Reputation: 3031
I searched on google but didn't got any links other than Cassandra read-side documentation page. So, I just want to ask if there's any API or function already included in Akka-Cassandra package for batch row inserting or I have to call the insert code multiple times for multiple row insertion.
Note:- I am not asking about inserting multiple events, I just want to store some json data in Key-Pair format. So single event containing Json object might need multiple rows. In PHP and other languages we can supply a Array having multiple rows, but how does Akka's Cassandra driver implementation offer this?
Upvotes: 0
Views: 462
Reputation: 441
CassandraSession
exposes everything you need for batch writes, namely CassandraSession#prepare
followed by CassandraSession#executeWriteBatch
.
Something like this:
PreparedStatement ps = session.prepare(...);
BatchStatement batch = new BatchStatement();
batch.add(ps.bind(...));
batch.add(ps.bind(...));
session.executeWriteBatch(batch);
That said, notice that read side handlers built using CassandraReadSide
need to return a List<BoundStatement>
from the event handler methods. Lagom will automatically execute these statements in a batch.
Upvotes: 1
Reputation: 925
Lagom's Read Side processes events one at a time. The only scenario where a batch insert would be possible is if you keep events in memory and persist the batch past a timeout or when the set is big enough. This approach is prone to data loss (or at-most-once semantics) because in case of crash the event stream will consider the event consumed but the data in memory will not be persisted.
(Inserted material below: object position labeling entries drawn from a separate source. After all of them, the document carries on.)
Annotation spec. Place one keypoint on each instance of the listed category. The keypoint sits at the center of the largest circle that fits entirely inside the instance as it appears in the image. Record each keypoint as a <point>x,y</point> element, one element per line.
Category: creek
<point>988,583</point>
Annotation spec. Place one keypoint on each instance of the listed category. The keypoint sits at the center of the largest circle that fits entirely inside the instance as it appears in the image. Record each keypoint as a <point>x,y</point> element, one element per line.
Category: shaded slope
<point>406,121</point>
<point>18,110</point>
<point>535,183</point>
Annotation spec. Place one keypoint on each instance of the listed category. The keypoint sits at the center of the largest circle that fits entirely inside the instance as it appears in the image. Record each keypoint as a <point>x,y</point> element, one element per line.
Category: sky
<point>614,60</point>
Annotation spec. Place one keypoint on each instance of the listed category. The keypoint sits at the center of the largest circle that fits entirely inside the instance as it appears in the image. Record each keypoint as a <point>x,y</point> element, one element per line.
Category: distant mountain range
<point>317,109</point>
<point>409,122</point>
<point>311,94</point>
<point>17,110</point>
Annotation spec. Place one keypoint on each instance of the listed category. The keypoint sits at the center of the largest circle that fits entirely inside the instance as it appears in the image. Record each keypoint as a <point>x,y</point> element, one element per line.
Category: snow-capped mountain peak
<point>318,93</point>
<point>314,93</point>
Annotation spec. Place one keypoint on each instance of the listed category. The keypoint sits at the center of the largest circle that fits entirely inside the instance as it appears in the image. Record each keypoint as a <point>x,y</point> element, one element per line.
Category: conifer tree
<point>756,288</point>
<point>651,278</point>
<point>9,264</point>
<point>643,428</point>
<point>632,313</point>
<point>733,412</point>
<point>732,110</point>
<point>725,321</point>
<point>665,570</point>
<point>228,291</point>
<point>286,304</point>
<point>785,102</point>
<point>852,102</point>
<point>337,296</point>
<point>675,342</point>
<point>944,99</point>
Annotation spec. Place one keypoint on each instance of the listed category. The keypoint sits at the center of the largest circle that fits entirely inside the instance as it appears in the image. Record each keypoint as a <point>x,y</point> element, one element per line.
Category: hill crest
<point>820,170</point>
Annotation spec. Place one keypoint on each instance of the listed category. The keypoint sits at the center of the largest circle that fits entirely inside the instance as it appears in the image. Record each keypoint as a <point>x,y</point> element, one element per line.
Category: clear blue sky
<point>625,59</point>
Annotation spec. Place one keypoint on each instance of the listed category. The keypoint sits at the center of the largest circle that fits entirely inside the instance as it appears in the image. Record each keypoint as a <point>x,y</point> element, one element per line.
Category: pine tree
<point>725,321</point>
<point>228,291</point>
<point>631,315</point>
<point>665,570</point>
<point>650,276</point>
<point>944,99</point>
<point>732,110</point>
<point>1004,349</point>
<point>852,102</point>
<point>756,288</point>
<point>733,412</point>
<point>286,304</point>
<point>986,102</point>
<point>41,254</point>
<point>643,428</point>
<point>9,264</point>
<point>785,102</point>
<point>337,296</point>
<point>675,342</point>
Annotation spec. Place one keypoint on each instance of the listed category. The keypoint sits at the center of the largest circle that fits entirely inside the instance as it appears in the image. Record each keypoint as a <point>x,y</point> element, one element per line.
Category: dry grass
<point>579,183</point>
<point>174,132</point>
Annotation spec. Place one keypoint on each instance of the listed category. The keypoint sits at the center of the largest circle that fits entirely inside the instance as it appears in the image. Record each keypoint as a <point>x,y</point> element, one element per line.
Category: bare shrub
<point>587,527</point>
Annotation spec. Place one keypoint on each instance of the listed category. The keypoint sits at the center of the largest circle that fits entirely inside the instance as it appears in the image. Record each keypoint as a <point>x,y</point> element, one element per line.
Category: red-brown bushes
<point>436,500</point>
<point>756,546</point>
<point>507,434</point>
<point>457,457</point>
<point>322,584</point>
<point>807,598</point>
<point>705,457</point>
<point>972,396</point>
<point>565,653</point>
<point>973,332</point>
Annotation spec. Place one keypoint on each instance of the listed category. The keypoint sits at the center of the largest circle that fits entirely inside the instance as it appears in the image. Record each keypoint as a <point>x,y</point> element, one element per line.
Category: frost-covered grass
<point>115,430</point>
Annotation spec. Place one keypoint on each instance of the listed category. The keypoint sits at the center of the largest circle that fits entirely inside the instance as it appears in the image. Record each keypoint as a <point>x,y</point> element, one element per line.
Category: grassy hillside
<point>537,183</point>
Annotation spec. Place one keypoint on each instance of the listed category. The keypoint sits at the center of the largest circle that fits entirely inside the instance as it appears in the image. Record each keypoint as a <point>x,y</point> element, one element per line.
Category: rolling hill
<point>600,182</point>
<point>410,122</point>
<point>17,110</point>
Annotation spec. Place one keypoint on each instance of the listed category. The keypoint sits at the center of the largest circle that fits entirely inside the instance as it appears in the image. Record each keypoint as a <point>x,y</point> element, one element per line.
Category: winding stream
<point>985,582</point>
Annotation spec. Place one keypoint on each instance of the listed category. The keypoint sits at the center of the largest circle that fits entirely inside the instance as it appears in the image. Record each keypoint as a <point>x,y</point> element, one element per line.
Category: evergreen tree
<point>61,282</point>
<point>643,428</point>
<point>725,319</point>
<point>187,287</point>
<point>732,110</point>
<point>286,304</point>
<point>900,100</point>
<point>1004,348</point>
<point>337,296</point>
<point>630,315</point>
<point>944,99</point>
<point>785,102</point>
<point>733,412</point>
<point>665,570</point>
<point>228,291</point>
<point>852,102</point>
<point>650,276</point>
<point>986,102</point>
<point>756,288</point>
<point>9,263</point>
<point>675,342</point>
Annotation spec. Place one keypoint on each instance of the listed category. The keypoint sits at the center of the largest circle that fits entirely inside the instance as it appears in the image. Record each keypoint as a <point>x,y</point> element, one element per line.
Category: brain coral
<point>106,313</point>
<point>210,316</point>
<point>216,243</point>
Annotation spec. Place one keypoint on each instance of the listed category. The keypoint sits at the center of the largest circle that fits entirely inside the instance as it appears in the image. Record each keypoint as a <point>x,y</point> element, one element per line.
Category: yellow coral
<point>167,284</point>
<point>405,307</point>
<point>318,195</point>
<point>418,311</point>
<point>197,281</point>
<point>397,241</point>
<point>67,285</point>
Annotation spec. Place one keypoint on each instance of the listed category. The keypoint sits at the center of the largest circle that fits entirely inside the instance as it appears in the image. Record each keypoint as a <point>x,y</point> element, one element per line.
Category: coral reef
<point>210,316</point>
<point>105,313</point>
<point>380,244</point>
Lagom defaults make each event processing a single transaction that includes user-provided code to update the read-side tables and the offset store within lagom. This approach allows for effectively-once read-side processing when all the operations provided by the user happen within the transaction.
The suggested approach, at the moment, is to shard your persistent entity tag so that your persistent entity eventstream can be consumed from many read side processor instances in parallel. With that solution, each instance will process the events one at a time but many instances will be distributed across your cluster.
Upvotes: 0